Quando eu era bem pequena, tinha crises de choro tão intensas que eu me sufocava. Meus pais já estavam acostumados a soprar no meu rosto para que eu me “lembrasse" de respirar – o que acontecia depois de uns longos segundos de pânico.

Não sei se o meu cérebro já era capaz de fazer certas associações (os psicólogos costumam acreditar que sim), mas chuto que eu guardei o seguinte: se eu deixasse as emoções tomarem conta de mim, eu morreria.

Há evidências de que eu registrei essa conclusão. Sempre senti repulsa por melodramas, tragédias, dramalhões. E sempre senti uma admiração estranha por filmes em que os personagens não podiam expressar seus sentimentos livremente – romances vitorianos, a obra do cineasta Yasujiro Ozu.

Na faculdade, fui obcecada pelo terror japonês da virada do século 20 para o século 21 – a Sadako saindo do poço era como uma emoção reprimida bem no lá fundo e que ressurgia justamente para matar. Eu queria me comunicar por metáforas, por imagens, mas nunca verbalmente.

Na pós-graduação, meu trabalho de conclusão foi sobre o comediante Buster Keaton, conhecido na década de 1920 como “o grande rosto de pedra”. Keaton era muito expressivo, mas de uma forma estoica que contrastava com a sua fiscalidade absurda.

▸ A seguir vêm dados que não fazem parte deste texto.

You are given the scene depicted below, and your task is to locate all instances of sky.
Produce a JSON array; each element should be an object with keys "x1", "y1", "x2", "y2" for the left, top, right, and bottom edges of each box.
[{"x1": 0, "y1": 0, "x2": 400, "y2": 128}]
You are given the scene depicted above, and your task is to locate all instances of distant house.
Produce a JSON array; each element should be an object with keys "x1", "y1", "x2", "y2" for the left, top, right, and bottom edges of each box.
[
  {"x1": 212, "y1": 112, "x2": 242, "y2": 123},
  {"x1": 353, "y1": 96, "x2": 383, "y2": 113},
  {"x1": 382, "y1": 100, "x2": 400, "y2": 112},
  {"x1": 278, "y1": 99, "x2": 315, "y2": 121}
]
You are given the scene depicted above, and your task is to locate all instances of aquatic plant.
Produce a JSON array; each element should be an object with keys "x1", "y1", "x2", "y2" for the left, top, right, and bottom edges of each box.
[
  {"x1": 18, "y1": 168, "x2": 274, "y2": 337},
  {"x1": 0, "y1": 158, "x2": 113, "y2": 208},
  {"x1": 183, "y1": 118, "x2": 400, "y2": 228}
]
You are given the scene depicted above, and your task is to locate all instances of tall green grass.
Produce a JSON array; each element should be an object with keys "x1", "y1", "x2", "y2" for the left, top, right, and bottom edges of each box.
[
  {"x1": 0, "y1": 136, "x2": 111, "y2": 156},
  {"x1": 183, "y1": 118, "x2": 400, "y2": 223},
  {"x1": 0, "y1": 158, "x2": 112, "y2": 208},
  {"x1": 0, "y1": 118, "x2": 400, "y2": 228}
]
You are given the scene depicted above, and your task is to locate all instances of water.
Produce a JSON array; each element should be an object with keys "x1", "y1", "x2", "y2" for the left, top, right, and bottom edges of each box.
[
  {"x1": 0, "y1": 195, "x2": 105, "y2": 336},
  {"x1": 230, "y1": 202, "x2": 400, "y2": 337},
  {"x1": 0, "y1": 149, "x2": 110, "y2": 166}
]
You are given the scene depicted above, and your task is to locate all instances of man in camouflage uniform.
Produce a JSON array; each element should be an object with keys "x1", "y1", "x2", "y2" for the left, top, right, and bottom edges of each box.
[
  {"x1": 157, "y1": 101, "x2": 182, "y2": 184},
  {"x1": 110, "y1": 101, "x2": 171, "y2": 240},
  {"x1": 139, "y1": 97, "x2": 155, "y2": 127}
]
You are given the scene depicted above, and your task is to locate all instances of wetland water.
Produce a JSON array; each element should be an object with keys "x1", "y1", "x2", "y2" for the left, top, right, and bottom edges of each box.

Era evidente que eu queria viver a vida assim, impassível, inabalável – segura. Com um turbilhão de sentimentos dentro de mim, mas sem nunca parecer vulnerável, sem nunca correr perigo. No conforto da minha casa, quando vejo filmes de terror, penso: “bom, eu nunca me colocaria nessa situação”.

E, mesmo assim, sigo escrevendo, sigo falando – escapando dos limites da crítica de cinema profissional para abordar temas pessoais. É uma contradição, mas nem tanto. Há uma barreira (da tela do computador, da caixinha de som) que me mantém a salvo. O desejo pela conexão e o medo mortal do sofrimento caminham juntos. E é por isso que amei “Vidas Passadas”.